Inf. Technol. Div., Alphatech Inc., Burlington, MA.
IEEE Trans Image Process. 1997;6(11):1517-29. doi: 10.1109/83.641412.
Recently, a class of multiscale stochastic models has been introduced in which random processes and fields are described by scale-recursive dynamic trees. A major advantage of this framework is that it leads to an extremely efficient, statistically optimal algorithm for least-squares estimation. In certain applications, however, estimates based on the types of multiscale models previously proposed may not be adequate, as they have tended to exhibit a visually distracting blockiness. We eliminate this blockiness by discarding the standard assumption that distinct nodes on a given level of the multiscale process correspond to disjoint portions of the image domain; instead, we allow a correspondence to overlapping portions of the image domain. We use these so-called overlapping-tree models for both modeling and estimation. In particular, we develop an efficient multiscale algorithm for generating sample paths of a random field whose second-order statistics match a prespecified covariance structure, to any desired degree of fidelity. Furthermore, we demonstrate that under easily satisfied conditions, we can "lift" a random field estimation problem to one defined on an overlapped tree, resulting in an estimation algorithm that is computationally efficient, directly produces estimation error covariances, and eliminates blockiness in the reconstructed imagery without any sacrifice in the resolution of fine-scale detail.
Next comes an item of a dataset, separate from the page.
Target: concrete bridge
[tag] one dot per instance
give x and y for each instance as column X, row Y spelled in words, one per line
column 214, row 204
最近,一类多尺度随机模型被引入,其中随机过程和场由尺度递归动态树来描述。该框架的一个主要优点是,它为最小二乘估计提供了一种极其高效、统计最优的算法。然而,在某些应用中,基于之前提出的多尺度模型类型的估计可能不够充分,因为它们往往表现出视觉上令人分心的块状。通过放弃多尺度过程中给定层次上的不同节点对应于图像域的不相交部分的标准假设,我们消除了这种块状。相反,我们允许对应于图像域的重叠部分。我们将这些所谓的重叠树模型用于建模和估计。具体来说,我们开发了一种高效的多尺度算法,用于生成随机场的样本路径,其二阶统计量与预定的协方差结构相匹配,达到任意所需的保真度。此外,我们证明,在易于满足的条件下,我们可以将随机场估计问题提升到定义在重叠树上的问题,从而得到一种计算效率高的估计算法,直接产生估计误差协方差,并消除重建图像中的块状,而不会牺牲对细节的分辨率。